— Ковальский? Да, он здесь лежал. Странный был человек. Непременно хотел в палату для двоих. На его месте я остался бы в отдельной.
Мужчина подходит к окну. Потом поворачивается и снова смотрит на меня.
— Кто знает, что́ ему пришлось пережить. Как я понял, при нацистах он долго сидел в одиночке. Он часто повторял: «Одиночество тоже может стать наказанием».
Мужчина достает карманное зеркальце и начинает причесываться.
— Сейчас за мной приедет жена. Сегодня наконец-то выписывают! — Он хлопает меня по плечу. — Вот как бывает, девочка. Врачи меня уже со счетов списали, а я смерть-то и обманул.
Он садится на краешек кровати и предлагает мне стул.
— Тяжело умирал профессор. Под конец все звал какую-то женщину, кажется Гертруду. А еще бредил вагонами, набитыми трупами. Я, правда, не все понял. Долго я прожил, а видеть, как человек умирает, довелось впервые.

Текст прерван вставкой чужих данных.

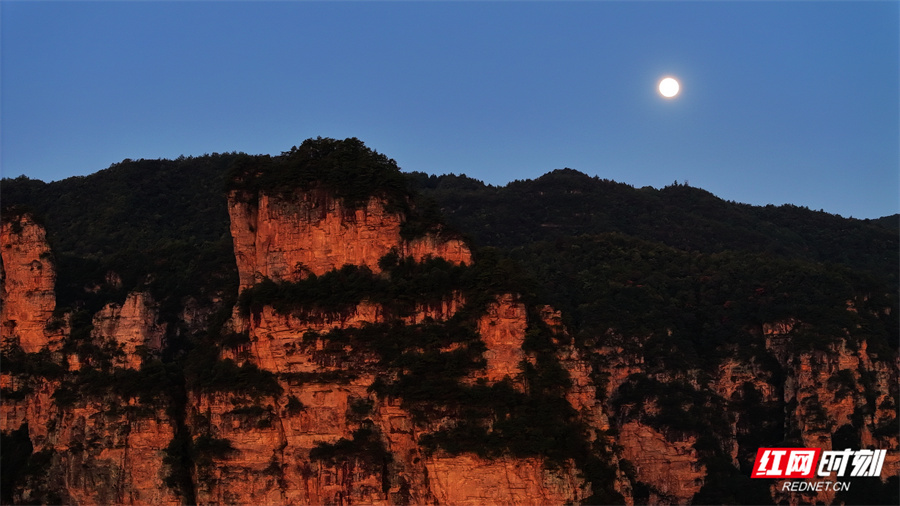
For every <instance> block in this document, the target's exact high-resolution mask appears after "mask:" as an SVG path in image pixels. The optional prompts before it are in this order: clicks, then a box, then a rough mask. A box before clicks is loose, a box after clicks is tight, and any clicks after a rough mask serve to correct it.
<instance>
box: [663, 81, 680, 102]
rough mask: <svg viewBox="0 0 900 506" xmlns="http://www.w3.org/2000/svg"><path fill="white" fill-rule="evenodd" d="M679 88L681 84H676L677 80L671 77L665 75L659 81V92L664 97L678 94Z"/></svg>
mask: <svg viewBox="0 0 900 506" xmlns="http://www.w3.org/2000/svg"><path fill="white" fill-rule="evenodd" d="M680 89H681V86H680V85H679V84H678V81H676V80H675V79H673V78H671V77H666V78H665V79H663V80H662V81H660V82H659V93H660V94H661V95H662V96H664V97H666V98H672V97H674V96H675V95H678V91H679V90H680Z"/></svg>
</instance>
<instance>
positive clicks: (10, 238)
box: [0, 215, 56, 353]
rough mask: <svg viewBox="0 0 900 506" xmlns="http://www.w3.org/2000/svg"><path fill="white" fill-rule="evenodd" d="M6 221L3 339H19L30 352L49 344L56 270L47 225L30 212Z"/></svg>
mask: <svg viewBox="0 0 900 506" xmlns="http://www.w3.org/2000/svg"><path fill="white" fill-rule="evenodd" d="M13 220H14V221H11V222H10V221H5V220H4V221H3V224H2V228H0V258H2V259H3V288H2V293H0V295H2V296H3V311H2V316H0V337H2V342H3V343H9V342H13V341H18V343H19V345H20V346H21V347H22V349H23V350H25V351H26V352H29V353H33V352H36V351H39V350H40V349H41V348H43V347H45V346H47V345H48V344H50V341H51V338H50V335H49V334H50V333H49V332H48V331H47V330H46V326H47V323H48V322H49V321H50V318H51V317H52V316H53V310H54V309H55V308H56V295H55V294H54V291H53V290H54V285H55V283H56V271H55V269H54V267H53V263H52V262H51V261H50V247H49V246H48V245H47V237H46V233H45V232H44V229H43V228H42V227H41V226H39V225H37V224H36V223H35V222H34V221H33V220H32V219H31V217H30V216H28V215H22V216H20V217H16V218H13Z"/></svg>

— Вы не знаете, он был женат? — спрашиваю я.
Мужчина задумывается.
— Об этом мы с ним не говорили. Больше о картинах. Я никогда не был ни в картинной галерее, ни на выставках. И все же мне было интересно. На его тумбочке стояла цветная репродукция. Хорошо была сделана. Я, знаете, печатник, работаю на офсетной машине и кое-что понимаю в красках. Название картины я запомнил: «Девушка в кружевной накидке» Гойи. Старая была репродукция, вся в пятнах. Он как-то положил ее мне на одеяло. А на ней едва можно было что-то разглядеть. Но он, видно, не замечал ни разводов, ни пятен от сырости. «Какой беззащитной она выглядит, — говорил он, — и как художник сумел передать руки. Они образуют центр композиции. Так на всех хороших картинах». Пока профессор с таким чувством рассказывал, я все время кивал. Ему это нравилось. Вот только забыл спросить, где висит оригинал. Обязательно хочу посмотреть.
— Кажется, в Париже, — — отвечаю я.
— Жаль, — говорит мужчина.
— Ковальский умер, — говорю я матери дома. В моих руках — увядшие астры. — Как жаль, что я не пришла туда раньше.
Мать возражает:
— Что ты, он совсем этого не хотел. Он же лежал с катетером. Говорят, стоял тяжелый запах и лицо у него было совсем желтое. Элли туда ходила. Ты что, не помнишь, каким самолюбивым был Ковальский? Когда бывал у нас, всегда садился так, чтобы свет не падал ему на лицо… хотел скрыть морщины.
Я говорю:
— Когда он умирал, он будто бы звал: «Гертруда, Гертруда!»
Мать морщит лоб.
— Гертрудой звали его первую жену. Фашисты отправили ее в газовую камеру в концлагере. Вместе с его маленьким сыном. После сорок пятого он снова женился. Его жена была на тридцать лет моложе. Она умерла в августе от инфаркта. Ты же ее знаешь, детка. — Мать смотрит на меня укоризненно и развязывает фартук. — Такая высокая, полная, с серыми глазами навыкате. Говорят, когда она упала на садовой дорожке, Ковальский беспомощно стоял над ней, вместо того чтобы позвать врача. Она всегда все делала сама. Он только и знал что свою живопись, своих студентов и опять свою живопись. Да еще партсобрания до ночи. Беда с таким мужем. Видишь, а под конец зовет первую жену…
Мать всхлипывает. Через некоторое время она говорит:
— Интересно, Анна знает? Они знакомы уже полвека. Только поговори с ней сперва о чем-нибудь другом.
Анна, улыбаясь, достает из моих волос увядший лист клена. После прошлогодней аварии она ходит с двумя палками. Я хочу ей помочь, но она меня отталкивает:
— Пусти, я сама!
Узнав, что Ковальский умер, она садится, вся как-то сжимается, становится совсем маленькой. Ее седая голова дрожит. Вдруг Анна говорит:
— В такие моменты я всегда спрашиваю себя: когда же твоя очередь? Мне скоро восемьдесят три. Ковальскому было всего семьдесят девять.
— Извини, — говорю я и встаю.
— Сядь! — приказывает она. — Не знаешь, он долго мучился?
— Не знаю. Говорят, умирая, он звал свою первую жену и бредил вагонами, набитыми трупами.
Взгляд Анны становится печальным.
— Это воспоминания. От них не отделаешься. В лагере мы часто проходили мимо таких вагонов. Заглянешь, а там опять трупы. Потом вскоре забываешь. Мы бы не выжили, если бы не забывали. — Ее голос падает. — А теперь, через столько лет, даже отдельные лица вспоминаются. Хотя тогда и видела-то их мельком. И все же хорошо, что есть эта память: значит, никто не забыт.